Mesenchymal stem-cell exosomes (MSC-Exos) are the mainstream research direction in neural and sleep regulation. They are 30–150 nm phospholipid nanovesicles whose membrane specifically carries CD9/CD63/CD81 tetraspanins, integrins and the CXCR4 chemokine receptor — the core structural basis for their targeted action.

Across four core pathways — neuroinflammation control, neural repair & regeneration, neurotransmitter balance (GABA, serotonin) and body-clock remodelling — MSC-Exos systematically improve insomnia, anxiety, brain fatigue and nerve injury, with effects unfolding progressively from immediate symptom relief to long-term neural-homeostasis repair.

Central anti-inflammation — easing anxiety & irritability

Lowers brain neuroinflammation to ease emotional sensitivity, irritability and anxiety.

Targeting principle & mechanism

Core functional proteins: IL-10, TGF-β3, SOD, HSP70, BDNF, IL-1Ra

Targets: brain microglia, hippocampal neurons, hypothalamic immune cells

Targeting principle: Stress inflammation activates pro-inflammatory microglia that release chemotactic signals; exosomes cross the blood–brain barrier and enrich the injured region, block the NF-κB pathway and switch M1 pro-inflammatory cells to reparative M2 — lowering neuroinflammation and easing emotional sensitivity, irritability and anxiety.

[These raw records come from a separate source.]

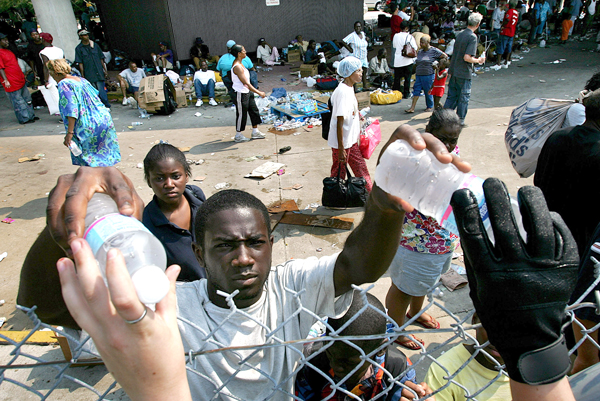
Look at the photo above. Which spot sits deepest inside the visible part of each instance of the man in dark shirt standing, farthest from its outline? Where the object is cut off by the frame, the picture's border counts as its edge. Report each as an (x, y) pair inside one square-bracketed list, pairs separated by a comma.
[(35, 46), (461, 68), (568, 173), (90, 60)]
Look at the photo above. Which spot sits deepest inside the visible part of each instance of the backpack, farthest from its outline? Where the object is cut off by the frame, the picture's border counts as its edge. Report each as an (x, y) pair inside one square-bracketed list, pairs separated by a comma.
[(326, 121)]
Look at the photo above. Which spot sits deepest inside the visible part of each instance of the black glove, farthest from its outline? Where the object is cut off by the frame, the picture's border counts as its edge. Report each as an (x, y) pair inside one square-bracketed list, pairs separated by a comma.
[(520, 290)]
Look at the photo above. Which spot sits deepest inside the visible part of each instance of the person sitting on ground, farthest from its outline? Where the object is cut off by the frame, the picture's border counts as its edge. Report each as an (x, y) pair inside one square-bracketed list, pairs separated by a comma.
[(300, 44), (379, 70), (163, 61), (130, 79), (35, 46), (171, 214), (338, 360), (314, 56), (204, 83), (234, 243), (474, 376), (266, 53)]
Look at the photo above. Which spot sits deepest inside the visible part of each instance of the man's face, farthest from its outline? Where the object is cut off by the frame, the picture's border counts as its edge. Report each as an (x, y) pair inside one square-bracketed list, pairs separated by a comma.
[(236, 254), (343, 358)]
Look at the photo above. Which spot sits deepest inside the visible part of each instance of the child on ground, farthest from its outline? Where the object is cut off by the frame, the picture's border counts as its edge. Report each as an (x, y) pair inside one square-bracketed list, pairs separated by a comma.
[(425, 250), (338, 360), (439, 83), (476, 375), (171, 213)]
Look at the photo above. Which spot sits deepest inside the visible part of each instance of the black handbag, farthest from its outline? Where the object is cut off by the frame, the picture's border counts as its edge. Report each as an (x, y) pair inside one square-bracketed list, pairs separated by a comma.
[(338, 192)]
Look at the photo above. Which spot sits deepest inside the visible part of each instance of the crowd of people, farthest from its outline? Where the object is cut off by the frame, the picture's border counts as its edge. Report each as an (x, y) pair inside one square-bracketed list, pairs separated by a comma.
[(223, 244)]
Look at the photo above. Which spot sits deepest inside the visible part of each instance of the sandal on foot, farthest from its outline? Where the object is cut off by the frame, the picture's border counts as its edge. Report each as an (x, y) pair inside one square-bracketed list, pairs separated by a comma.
[(406, 341), (429, 324)]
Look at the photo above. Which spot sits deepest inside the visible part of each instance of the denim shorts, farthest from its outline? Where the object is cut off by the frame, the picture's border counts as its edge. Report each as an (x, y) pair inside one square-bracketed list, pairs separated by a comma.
[(504, 45), (414, 273)]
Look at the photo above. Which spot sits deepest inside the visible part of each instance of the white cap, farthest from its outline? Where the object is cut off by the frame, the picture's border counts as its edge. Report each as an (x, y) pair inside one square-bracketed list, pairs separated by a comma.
[(151, 284)]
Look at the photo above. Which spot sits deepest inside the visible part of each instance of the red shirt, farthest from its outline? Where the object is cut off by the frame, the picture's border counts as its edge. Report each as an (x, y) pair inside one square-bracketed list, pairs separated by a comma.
[(395, 24), (510, 23), (8, 62)]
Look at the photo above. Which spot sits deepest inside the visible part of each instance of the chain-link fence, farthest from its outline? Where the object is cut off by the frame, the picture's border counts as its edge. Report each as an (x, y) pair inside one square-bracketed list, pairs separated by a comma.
[(61, 368)]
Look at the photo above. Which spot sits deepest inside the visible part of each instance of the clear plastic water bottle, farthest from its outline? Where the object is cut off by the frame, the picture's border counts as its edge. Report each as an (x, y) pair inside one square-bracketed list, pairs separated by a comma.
[(144, 255), (427, 184), (75, 150)]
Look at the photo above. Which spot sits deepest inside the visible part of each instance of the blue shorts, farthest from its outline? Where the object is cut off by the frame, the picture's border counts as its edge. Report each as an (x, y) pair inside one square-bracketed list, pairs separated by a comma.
[(414, 273), (504, 45)]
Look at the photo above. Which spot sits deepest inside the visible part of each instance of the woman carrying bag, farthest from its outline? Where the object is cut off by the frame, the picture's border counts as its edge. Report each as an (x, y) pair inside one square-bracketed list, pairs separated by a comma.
[(344, 129), (403, 65)]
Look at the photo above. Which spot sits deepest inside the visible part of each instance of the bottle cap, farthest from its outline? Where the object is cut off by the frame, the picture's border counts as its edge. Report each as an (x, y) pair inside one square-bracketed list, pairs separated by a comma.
[(151, 284)]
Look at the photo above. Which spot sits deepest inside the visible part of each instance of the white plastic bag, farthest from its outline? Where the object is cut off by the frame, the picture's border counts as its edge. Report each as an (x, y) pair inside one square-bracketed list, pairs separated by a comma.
[(51, 97), (530, 125)]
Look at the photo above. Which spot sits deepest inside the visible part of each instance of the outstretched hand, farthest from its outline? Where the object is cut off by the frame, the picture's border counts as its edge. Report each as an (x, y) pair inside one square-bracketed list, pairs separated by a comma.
[(418, 141), (147, 357), (67, 203), (520, 290)]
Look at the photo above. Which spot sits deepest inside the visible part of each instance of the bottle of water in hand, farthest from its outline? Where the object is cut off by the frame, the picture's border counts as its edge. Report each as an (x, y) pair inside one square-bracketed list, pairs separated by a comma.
[(144, 254), (427, 184)]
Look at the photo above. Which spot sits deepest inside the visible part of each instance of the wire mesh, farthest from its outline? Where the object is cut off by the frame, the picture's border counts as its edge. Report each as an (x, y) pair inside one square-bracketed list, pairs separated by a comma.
[(60, 373)]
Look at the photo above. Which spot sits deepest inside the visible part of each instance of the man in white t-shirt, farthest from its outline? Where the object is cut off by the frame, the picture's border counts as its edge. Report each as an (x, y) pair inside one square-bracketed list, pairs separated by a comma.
[(204, 82), (245, 305), (129, 80)]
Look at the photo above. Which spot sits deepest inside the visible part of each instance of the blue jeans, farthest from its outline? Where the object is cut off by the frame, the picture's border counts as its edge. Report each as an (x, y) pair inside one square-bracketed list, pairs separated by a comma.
[(205, 90), (424, 82), (101, 93), (459, 93), (21, 101)]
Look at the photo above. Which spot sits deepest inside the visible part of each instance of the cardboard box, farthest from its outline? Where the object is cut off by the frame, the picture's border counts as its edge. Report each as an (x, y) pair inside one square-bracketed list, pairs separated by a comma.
[(308, 70), (151, 96), (364, 99), (294, 56), (180, 97)]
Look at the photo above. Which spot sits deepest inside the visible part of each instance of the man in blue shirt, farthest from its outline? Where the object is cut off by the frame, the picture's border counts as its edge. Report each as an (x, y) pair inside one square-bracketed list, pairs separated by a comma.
[(90, 60)]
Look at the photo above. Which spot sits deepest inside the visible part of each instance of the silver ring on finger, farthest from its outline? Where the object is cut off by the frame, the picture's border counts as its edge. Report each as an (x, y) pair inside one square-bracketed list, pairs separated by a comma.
[(139, 319)]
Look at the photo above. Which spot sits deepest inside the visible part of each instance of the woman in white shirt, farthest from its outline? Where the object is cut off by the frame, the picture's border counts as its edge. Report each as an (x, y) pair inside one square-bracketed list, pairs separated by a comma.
[(403, 66), (344, 129), (265, 53), (244, 100)]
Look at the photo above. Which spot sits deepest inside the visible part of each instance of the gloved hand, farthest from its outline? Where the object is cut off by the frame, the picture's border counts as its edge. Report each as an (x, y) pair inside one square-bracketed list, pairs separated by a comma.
[(520, 290)]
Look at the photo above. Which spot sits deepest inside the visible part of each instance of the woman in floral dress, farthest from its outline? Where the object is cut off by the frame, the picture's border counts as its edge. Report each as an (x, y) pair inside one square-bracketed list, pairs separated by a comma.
[(425, 250), (87, 122)]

Neuron repair — easing brain fatigue & forgetfulness

Repairs neurons and synapses to lift brain fog, restore memory and focus, and ease mental fatigue.

Targeting principle & mechanism

Core functional proteins: BDNF, NGF, bFGF, VEGF, SOD

Targets: hippocampal neurons, synapses, brain microvascular endothelium

Targeting principle: Brain fatigue causes synaptic atrophy and poor cerebral blood supply, and damaged neurons release a chemotactic gradient; exosomes target the hippocampus, BDNF promotes synaptic regeneration and VEGF boosts cerebral microcirculation — restoring memory and focus and easing mental fatigue.

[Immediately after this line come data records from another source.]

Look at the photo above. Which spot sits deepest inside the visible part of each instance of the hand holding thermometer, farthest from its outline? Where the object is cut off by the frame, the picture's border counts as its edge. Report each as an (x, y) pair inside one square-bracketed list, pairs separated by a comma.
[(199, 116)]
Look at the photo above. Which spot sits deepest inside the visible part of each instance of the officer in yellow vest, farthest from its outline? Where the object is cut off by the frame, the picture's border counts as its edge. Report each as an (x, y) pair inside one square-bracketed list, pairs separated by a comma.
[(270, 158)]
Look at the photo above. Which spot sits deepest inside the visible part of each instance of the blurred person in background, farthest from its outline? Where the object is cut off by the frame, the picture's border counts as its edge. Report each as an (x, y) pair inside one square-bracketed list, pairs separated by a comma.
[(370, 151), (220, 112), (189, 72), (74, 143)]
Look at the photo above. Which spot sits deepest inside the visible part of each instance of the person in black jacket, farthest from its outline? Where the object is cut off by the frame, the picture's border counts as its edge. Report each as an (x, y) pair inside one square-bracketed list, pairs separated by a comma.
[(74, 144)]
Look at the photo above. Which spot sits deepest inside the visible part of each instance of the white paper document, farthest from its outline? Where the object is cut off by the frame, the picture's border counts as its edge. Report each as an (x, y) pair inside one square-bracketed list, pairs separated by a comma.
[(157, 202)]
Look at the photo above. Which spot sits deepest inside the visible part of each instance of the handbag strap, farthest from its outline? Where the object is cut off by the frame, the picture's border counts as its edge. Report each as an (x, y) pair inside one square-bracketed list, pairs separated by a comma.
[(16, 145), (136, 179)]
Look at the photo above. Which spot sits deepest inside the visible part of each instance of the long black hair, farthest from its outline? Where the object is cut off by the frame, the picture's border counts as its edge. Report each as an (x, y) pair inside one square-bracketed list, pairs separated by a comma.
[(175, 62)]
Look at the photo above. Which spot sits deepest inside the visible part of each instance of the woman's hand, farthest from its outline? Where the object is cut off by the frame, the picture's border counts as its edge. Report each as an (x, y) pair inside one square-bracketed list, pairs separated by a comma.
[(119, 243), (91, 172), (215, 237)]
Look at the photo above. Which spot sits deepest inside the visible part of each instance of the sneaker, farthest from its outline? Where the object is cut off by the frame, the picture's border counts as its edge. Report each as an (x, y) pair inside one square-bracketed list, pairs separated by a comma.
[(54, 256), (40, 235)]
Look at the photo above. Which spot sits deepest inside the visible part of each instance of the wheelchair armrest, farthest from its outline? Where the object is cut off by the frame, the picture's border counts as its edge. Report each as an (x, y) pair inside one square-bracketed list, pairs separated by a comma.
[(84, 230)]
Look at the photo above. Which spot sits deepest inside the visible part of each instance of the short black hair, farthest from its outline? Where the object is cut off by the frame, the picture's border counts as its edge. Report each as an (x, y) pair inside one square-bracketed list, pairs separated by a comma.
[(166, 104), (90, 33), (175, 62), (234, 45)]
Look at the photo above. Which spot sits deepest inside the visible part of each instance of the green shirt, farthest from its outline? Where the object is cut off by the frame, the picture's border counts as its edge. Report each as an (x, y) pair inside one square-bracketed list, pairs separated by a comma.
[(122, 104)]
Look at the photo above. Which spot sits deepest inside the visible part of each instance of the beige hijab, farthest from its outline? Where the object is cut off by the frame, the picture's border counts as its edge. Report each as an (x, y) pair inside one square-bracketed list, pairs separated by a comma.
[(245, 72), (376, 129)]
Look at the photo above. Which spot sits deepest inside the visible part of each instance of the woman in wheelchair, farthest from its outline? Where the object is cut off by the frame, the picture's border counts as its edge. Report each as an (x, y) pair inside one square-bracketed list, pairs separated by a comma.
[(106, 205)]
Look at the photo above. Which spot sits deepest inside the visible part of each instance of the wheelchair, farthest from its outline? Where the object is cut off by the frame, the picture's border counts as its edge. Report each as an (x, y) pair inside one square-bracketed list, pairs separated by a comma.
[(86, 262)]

Sleep-centre regulation — easing trouble falling asleep, light & dream-filled sleep

Regulates the sleep centre to shorten sleep latency and deepen sleep, easing difficulty falling asleep and light, dream-filled sleep.

Targeting principle & mechanism

Core functional proteins: GABA-regulating proteins, 5-HT-regulating proteins, melatonin-precursor proteins, BDNF, IL-10

Targets: hypothalamic suprachiasmatic nucleus (SCN), pineal cells, brainstem sleep neurons

Targeting principle: Neuroinflammation disrupts melatonin and serotonin secretion, and the lesion releases chemotactic signals that attract exosomes; up-regulating the inhibitory neurotransmitter GABA and stabilising pineal melatonin secretion regulates the body clock — shortening sleep latency and extending deep sleep.

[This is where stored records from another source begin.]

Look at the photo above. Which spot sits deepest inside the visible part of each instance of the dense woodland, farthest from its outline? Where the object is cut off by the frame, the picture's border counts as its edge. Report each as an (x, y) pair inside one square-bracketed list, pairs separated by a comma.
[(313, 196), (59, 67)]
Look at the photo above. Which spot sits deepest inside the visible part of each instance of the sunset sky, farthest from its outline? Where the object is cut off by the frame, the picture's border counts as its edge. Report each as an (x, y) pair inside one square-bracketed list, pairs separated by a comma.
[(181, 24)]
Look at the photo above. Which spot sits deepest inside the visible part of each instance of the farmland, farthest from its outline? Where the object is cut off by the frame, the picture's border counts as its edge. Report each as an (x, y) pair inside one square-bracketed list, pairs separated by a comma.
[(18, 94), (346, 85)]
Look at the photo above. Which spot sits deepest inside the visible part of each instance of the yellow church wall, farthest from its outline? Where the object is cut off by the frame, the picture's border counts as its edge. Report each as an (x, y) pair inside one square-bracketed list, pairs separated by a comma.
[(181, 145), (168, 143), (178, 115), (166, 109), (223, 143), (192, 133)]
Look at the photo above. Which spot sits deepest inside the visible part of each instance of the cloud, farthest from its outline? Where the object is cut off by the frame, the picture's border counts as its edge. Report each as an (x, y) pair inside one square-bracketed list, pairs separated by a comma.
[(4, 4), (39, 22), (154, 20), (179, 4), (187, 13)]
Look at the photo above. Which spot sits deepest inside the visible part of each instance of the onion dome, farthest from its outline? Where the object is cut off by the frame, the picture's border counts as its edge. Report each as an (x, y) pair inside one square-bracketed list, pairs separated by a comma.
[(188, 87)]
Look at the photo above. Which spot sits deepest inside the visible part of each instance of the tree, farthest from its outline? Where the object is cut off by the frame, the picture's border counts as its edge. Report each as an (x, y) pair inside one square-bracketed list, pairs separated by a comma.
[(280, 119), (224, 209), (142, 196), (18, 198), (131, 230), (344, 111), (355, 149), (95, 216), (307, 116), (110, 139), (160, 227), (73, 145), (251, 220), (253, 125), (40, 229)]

Peripheral nerve soothing — easing headache & neuralgic soreness

Soothes peripheral nerves to ease tension headache and neural tightness and soreness.

Targeting principle & mechanism

Core functional proteins: NGF, TGF-β3, IL-10, HSP70, analgesic regulatory peptides

Targets: peripheral sensory nerves, dorsal-root ganglia, Schwann cells

Targeting principle: Strain triggers sterile inflammation in peripheral nerves, and damaged nerves release chemotactic signals; exosomes repair the nerve sheath and reduce abnormal nerve-ending firing — easing tension headache and bodily neural tightness and soreness.

Brain-nerve anti-aging — slowing neural aging & cognitive decline

Protects whole-brain neural cells to slow neural aging and cognitive decline.

Targeting principle & mechanism

Core functional proteins: HSP70, SOD, glutathione, MMP inhibitors, BDNF

Targets: cerebral-cortex neurons, astrocytes, cerebral blood vessels

Targeting principle: Aging generates abundant free radicals that continuously damage nerves; exosomes target whole-brain neural cells, clear oxidative toxins, inhibit neuron apoptosis and maintain cerebral-vessel integrity — slowing slowed reactions and memory decline.

How exosomes target the nervous system

Core functional proteins: CD9 / CD63 / CD81 tetraspanins, integrins, chemokine receptor CXCR4

Targets: Damaged neurons, glia and the sleep-regulating centres across the brain and nervous system

  1. Targeted recognition: when the brain shows neural injury, oxidative stress, inflammation or a weakened blood–brain barrier, the lesion releases CXCL12 and pro-inflammatory factors; via CXCR4 and integrins the exosome reads this gradient and homes to the injury, barely retaining in healthy brain tissue.
  2. Blood–brain-barrier delivery: the 30–150 nm nanoscale, with its phospholipid bilayer, crosses the blood–brain barrier and enters neurons intact via both passive penetration and active endocytosis, without being broken down.
  3. Intracellular release: once inside the cell the membrane fuses and ruptures, releasing functional proteins and nucleic acids that directly regulate cell genes and signalling pathways — improving sleep and neural function from the root.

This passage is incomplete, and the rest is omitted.